Gastrin Stimulates Na, K‐ATPase Phosphorylation and Endocytosis via PI3 kinase‐mTOR‐S6 Kinase and PKC Pathways in Immortalized Renal Proximal Tubule Cells

Several enterokines have been postulated to mediate postprandrial natriuresis. However, the renal uptake of gastrin is several‐fold higher than that observed for cholecystokinin, bombesin, neurotensin, or somatostatin. We hypothesized that gastrin is the major enterokine mediating postprandial natriuresis. The aim of this study was to determine the molecular and cellular mechanisms involved in the short‐term regulation of Na, K‐ATPase by gastrin.
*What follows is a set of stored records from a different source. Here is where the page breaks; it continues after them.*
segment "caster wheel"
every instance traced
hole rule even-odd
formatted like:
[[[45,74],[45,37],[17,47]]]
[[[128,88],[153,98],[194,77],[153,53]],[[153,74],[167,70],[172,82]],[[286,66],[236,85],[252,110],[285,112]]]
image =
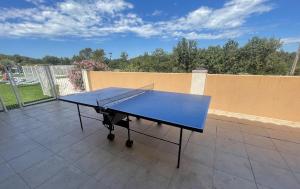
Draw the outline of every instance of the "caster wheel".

We found that gastrin (100 nM/3hr) treatment of renal proximal tubule cells from a normotensive male caused activation of PI3 kinase‐mTOR‐S6 pathway as reflected by increased phosphorylation of S6 (80%, n=3). The phosphorylation of S6 was biphasic, increasing from 10 to 300nM, but decreasing at 1 μM concentrations. The phosphorylation of serine 16 of Na, K‐ATPase showed a similar pattern (> 4 fold‐ increase at 100 nM, n=3). Blocking PI3 kinase with wortmannin (1 μM) or PKC with chelerytherine (10 μM) abolished the gastrin‐mediated S6 and Na,K‐ATPase phosphorylation. Gastrin (100–300 nM/3 hr) also increased the endocytosis of serine 16 phosho‐Na, K‐ATPase. These findings suggest that one of the mechanisms by which gastrin induces a natriuresis is by decreasing the plasma membrane level of Na, K‐ATPase via endocytosis, and such a process is mediated by both PI3 kinase and PKC pathways.